Optimization 10: Outbox + dispatcher pulls in batches¶
Before¶
@Transactional
public void place(Order o) {
repo.save(o);
bus.publish(new OrderPlaced(o)); // dual-write hazard
}
If the publish fails after the save, state and event diverge.
After (Outbox)¶
@Transactional
public void place(Order o) {
repo.save(o);
outboxRepo.save(new OutboxEntry(/* event */)); // same txn
}
// Background dispatcher:
@Scheduled(fixedDelay = 100)
public void drain() {
var batch = outboxRepo.findUndispatched(100);
for (var e : batch) {
try {
broker.send(e.payload());
outboxRepo.markDispatched(e.id());
} catch (Exception ex) { /* retry */ }
}
}
Measurement. No more dual-write race. At-least-once delivery; idempotent consumers handle duplicates.
Lesson: For domain events that must be eventually consistent, Outbox is the standard. Batch-pull keeps DB load reasonable.
Optimization Tips¶
- Profile before optimizing. Observer dispatch is rarely the bottleneck — usually it's the handler bodies.

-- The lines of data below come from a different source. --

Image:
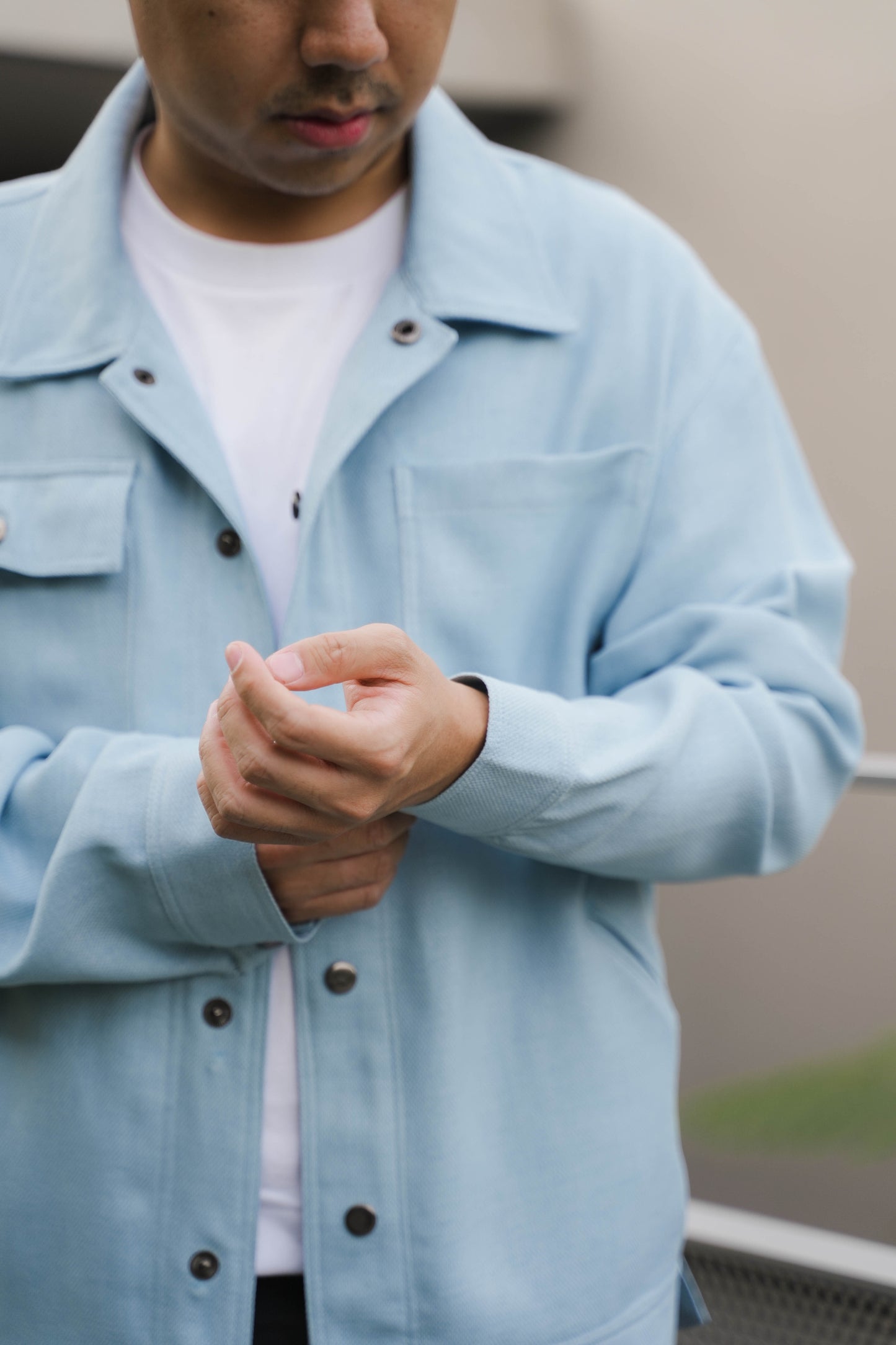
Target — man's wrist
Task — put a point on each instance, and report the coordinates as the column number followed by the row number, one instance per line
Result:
column 461, row 741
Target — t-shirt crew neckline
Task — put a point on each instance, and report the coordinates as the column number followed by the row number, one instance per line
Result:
column 373, row 246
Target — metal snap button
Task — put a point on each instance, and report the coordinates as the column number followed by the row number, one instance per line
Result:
column 360, row 1220
column 205, row 1266
column 218, row 1013
column 340, row 978
column 229, row 542
column 407, row 331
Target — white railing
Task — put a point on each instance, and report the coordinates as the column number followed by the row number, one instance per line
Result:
column 792, row 1244
column 877, row 769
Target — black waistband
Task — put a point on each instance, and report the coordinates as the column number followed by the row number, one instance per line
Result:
column 280, row 1309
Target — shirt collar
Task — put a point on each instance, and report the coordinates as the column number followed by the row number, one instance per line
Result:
column 471, row 254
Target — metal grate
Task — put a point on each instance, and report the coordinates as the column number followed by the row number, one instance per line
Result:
column 768, row 1302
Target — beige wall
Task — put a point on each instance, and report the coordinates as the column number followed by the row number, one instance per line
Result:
column 765, row 131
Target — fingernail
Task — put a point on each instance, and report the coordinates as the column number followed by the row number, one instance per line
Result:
column 234, row 654
column 286, row 666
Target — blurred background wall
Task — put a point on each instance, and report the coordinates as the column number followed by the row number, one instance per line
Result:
column 765, row 131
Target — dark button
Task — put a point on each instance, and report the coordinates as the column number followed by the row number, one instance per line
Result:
column 340, row 978
column 407, row 331
column 360, row 1220
column 218, row 1013
column 205, row 1266
column 229, row 542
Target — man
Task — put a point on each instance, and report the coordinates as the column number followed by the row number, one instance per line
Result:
column 292, row 358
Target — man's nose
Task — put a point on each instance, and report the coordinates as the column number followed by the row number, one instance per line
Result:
column 344, row 34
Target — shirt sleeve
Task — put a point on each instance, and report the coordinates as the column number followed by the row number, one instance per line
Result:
column 717, row 732
column 110, row 869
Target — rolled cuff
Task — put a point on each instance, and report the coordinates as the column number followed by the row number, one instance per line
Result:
column 521, row 770
column 213, row 890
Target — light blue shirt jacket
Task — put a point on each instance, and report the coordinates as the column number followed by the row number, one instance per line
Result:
column 578, row 486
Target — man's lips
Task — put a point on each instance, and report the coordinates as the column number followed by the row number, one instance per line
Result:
column 327, row 130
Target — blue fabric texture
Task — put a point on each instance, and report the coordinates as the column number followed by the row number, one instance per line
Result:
column 578, row 487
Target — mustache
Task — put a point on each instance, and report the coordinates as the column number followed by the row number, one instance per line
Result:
column 336, row 86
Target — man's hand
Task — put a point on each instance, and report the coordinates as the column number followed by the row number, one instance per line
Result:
column 336, row 877
column 280, row 771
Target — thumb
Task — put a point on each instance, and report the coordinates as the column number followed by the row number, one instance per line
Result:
column 363, row 654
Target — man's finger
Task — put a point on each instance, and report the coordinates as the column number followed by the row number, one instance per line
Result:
column 374, row 836
column 238, row 805
column 367, row 653
column 312, row 730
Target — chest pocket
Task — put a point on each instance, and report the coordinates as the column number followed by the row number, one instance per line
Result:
column 63, row 594
column 510, row 566
column 63, row 522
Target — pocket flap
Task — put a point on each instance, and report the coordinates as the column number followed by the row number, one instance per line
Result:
column 63, row 522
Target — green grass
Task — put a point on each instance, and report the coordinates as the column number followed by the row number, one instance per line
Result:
column 846, row 1103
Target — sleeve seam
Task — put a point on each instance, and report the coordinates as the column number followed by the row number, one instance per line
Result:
column 156, row 869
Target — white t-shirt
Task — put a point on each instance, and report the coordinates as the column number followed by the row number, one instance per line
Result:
column 264, row 330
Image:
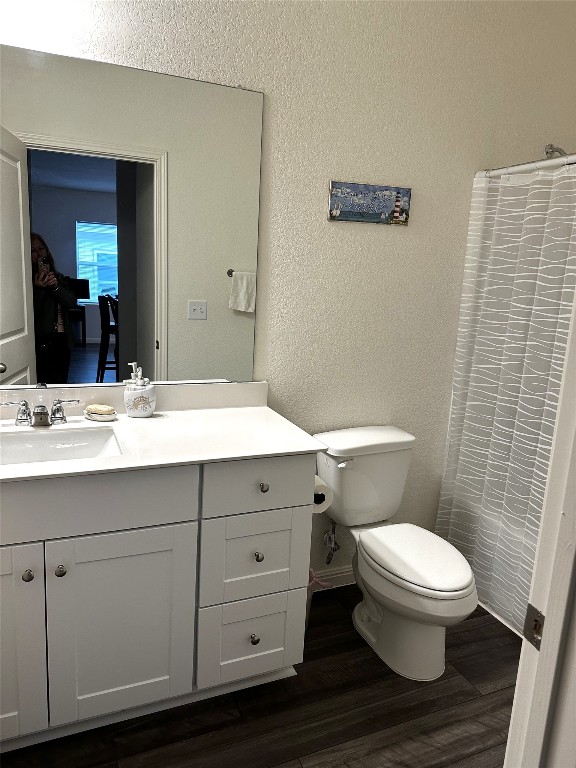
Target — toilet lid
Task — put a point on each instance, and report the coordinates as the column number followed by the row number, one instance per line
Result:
column 417, row 556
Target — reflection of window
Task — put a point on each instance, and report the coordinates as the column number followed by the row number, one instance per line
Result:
column 97, row 258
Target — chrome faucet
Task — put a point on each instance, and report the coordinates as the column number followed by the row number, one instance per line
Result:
column 57, row 415
column 23, row 416
column 40, row 416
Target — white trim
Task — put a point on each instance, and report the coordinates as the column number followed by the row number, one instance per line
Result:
column 158, row 158
column 537, row 683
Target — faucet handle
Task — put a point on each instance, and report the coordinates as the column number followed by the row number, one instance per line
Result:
column 57, row 415
column 23, row 416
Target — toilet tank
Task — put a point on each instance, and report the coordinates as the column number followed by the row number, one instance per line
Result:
column 366, row 468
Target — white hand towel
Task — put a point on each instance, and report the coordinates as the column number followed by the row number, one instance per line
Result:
column 243, row 292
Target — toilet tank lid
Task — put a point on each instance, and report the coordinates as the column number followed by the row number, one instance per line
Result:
column 359, row 441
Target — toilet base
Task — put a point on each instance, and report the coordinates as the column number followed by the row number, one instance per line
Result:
column 410, row 648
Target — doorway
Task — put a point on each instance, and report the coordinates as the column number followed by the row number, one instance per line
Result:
column 76, row 197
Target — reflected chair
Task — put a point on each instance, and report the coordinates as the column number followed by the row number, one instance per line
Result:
column 108, row 307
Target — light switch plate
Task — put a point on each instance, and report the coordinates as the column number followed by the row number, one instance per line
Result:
column 197, row 310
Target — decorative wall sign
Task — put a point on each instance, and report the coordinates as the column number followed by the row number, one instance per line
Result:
column 369, row 202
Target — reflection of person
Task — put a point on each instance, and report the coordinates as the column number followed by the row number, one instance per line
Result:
column 53, row 298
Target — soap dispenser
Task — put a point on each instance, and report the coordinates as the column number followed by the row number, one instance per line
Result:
column 139, row 395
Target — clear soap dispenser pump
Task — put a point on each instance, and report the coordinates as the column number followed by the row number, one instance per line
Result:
column 139, row 395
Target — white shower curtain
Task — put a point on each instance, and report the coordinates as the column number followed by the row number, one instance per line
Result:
column 517, row 298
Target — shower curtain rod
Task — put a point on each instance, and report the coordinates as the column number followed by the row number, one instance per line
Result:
column 554, row 162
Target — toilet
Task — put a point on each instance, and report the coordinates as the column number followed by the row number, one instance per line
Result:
column 414, row 584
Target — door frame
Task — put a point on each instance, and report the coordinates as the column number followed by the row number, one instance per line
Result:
column 536, row 701
column 159, row 159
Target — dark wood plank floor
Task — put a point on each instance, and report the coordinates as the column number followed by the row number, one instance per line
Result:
column 344, row 709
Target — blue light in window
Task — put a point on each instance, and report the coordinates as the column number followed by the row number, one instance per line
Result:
column 97, row 258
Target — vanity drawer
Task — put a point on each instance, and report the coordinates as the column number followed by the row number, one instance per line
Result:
column 251, row 485
column 254, row 554
column 250, row 637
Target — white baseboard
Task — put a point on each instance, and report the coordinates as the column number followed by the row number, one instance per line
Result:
column 335, row 577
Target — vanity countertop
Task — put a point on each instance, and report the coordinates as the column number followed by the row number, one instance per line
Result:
column 170, row 438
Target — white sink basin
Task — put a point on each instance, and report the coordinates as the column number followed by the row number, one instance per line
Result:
column 47, row 444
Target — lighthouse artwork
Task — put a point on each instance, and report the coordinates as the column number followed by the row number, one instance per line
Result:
column 369, row 202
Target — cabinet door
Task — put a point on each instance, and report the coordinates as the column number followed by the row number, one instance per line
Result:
column 23, row 693
column 120, row 620
column 249, row 555
column 250, row 637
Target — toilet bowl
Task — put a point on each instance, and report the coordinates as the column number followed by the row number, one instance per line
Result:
column 409, row 600
column 414, row 584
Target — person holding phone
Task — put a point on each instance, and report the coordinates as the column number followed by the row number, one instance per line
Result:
column 53, row 298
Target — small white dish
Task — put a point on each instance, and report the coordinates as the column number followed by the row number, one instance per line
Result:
column 100, row 416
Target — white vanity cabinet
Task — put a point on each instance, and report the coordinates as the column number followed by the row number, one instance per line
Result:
column 120, row 612
column 23, row 682
column 254, row 557
column 107, row 621
column 128, row 591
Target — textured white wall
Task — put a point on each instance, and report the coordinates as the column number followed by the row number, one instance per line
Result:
column 356, row 322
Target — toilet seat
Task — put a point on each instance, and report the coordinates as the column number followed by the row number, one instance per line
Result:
column 416, row 560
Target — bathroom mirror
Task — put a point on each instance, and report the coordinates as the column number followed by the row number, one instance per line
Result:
column 192, row 152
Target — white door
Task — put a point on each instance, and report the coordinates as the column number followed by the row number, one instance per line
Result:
column 23, row 691
column 120, row 620
column 16, row 310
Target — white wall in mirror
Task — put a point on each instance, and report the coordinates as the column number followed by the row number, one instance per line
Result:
column 210, row 139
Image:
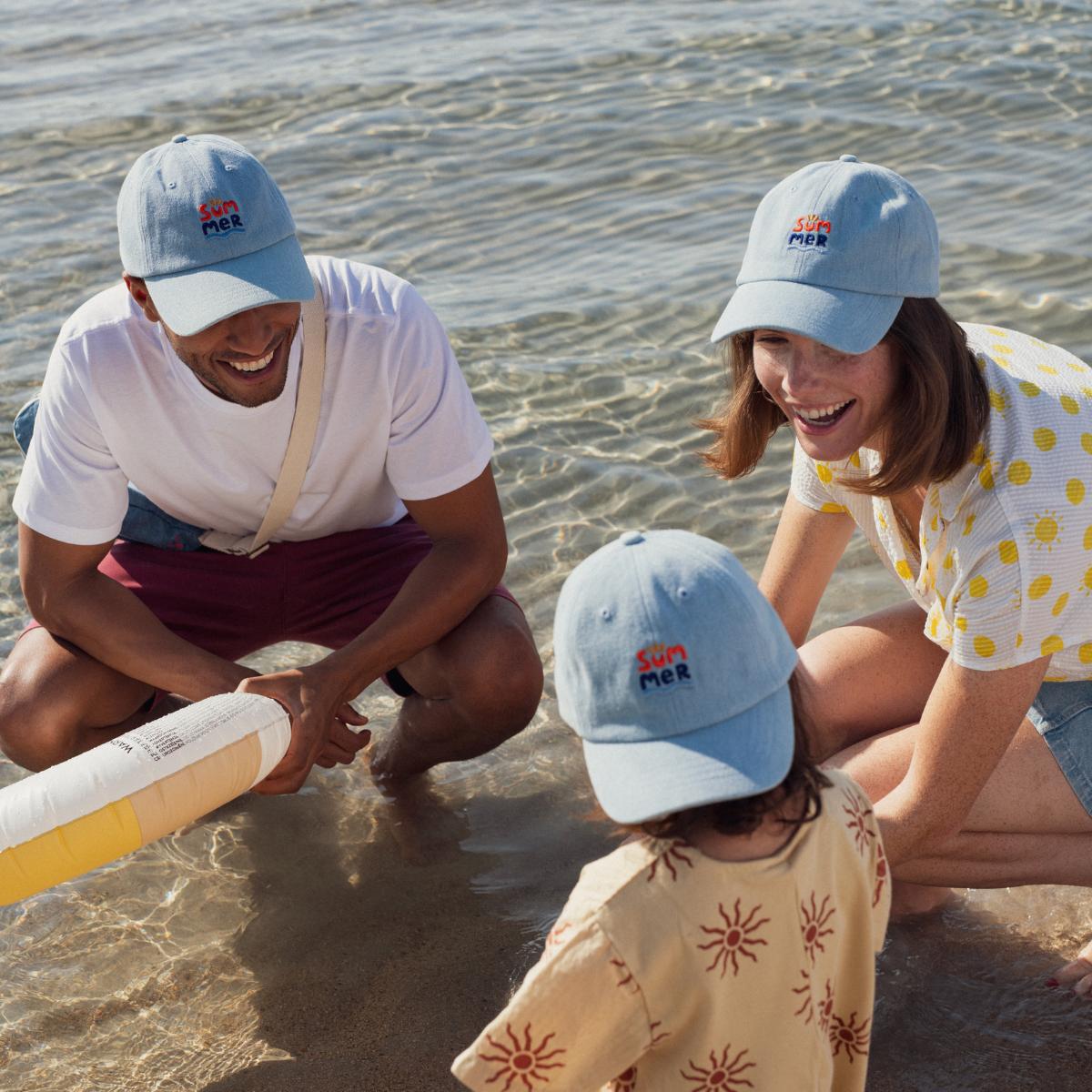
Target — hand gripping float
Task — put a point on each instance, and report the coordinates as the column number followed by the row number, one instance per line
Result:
column 126, row 793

- CopyOnWriteArrayList for read-mostly subscriber lists. Eliminates the lock from hot dispatch.
- Snapshot once for batch dispatch. Avoids per-event volatile reads.
- Async dispatch when handlers do I/O. Don't make the publisher wait for HTTP.
- Per-type dispatch beats per-listener filtering. Map keyed by event class.
- Batch high-frequency events. Convert 10K/s to 10/s of batches.
- Debounce / throttle user input. Keystrokes don't need per-keystroke action.
- Bound queues. Always. Choose drop or block based on durability needs.
- Outbox for domain events that must be durable. Same transaction; separate dispatcher.
- Don't pool prematurely. Modern GC handles small allocations well; pool only with proven pressure.
- Disruptor for ultra-high throughput. When millions of events/sec are required.